Law firm Maddocks plans to cut partner profits in an effort to retain staff in the downturn, while also saving more than $1 million in discretionary expenditures, CEO David Rennick told Lawyers Weekly on Tuesday.
While the firm's revenue is up by about 10 per cent on last year, partners will take a lesser share of the profits - which will not be an "insignificant" number - in order to ensure the long-term sustainability of the business, said Rennick.
"Partners have made a conscious decision to do what we can and make all the decisions we can to retain our people, and that includes being prepared to take a profit cut this year ..." he said.
"We're putting a lot of effort into building our revenue - focusing on the areas on government, infrastructure, financial services and services which are our major sectors - so the very last thing we'll need to do is to lay off people and we have been able to achieve that thus far."
Discretionary expenditure cuts have included procedural changes to the use of taxis, stationery requirements, catering, subscriptions, the use of consultants, some sponsorships and marketing, and conducting more training internally.

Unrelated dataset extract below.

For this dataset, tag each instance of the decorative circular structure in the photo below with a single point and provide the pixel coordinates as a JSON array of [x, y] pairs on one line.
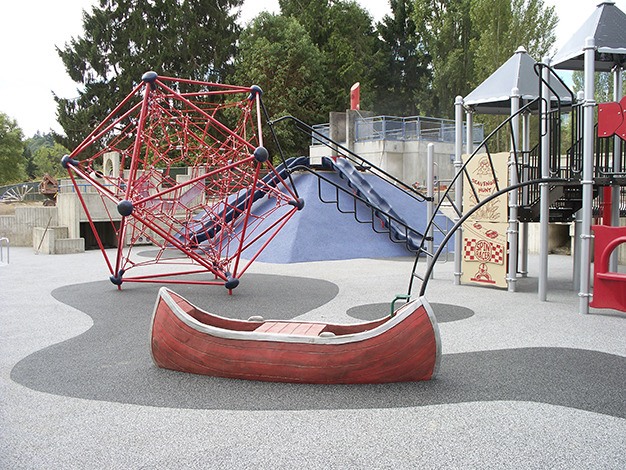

Rennick said the firm cannot guarantee that people will not be made redundant, but that over the last eight months a dozen staff members had been moved into busier practice areas such as insolvency, litigation and employment law. He said recruitment is also being considered.
"For example, we're really busy in our employment area and now contemplating recruiting in that area ... and in litigation we've just hired someone new in there as well," he said.
Flexible work options, such as a nine-day fortnight or four-day week, are also being used by the firm and discussions about job sharing have been held.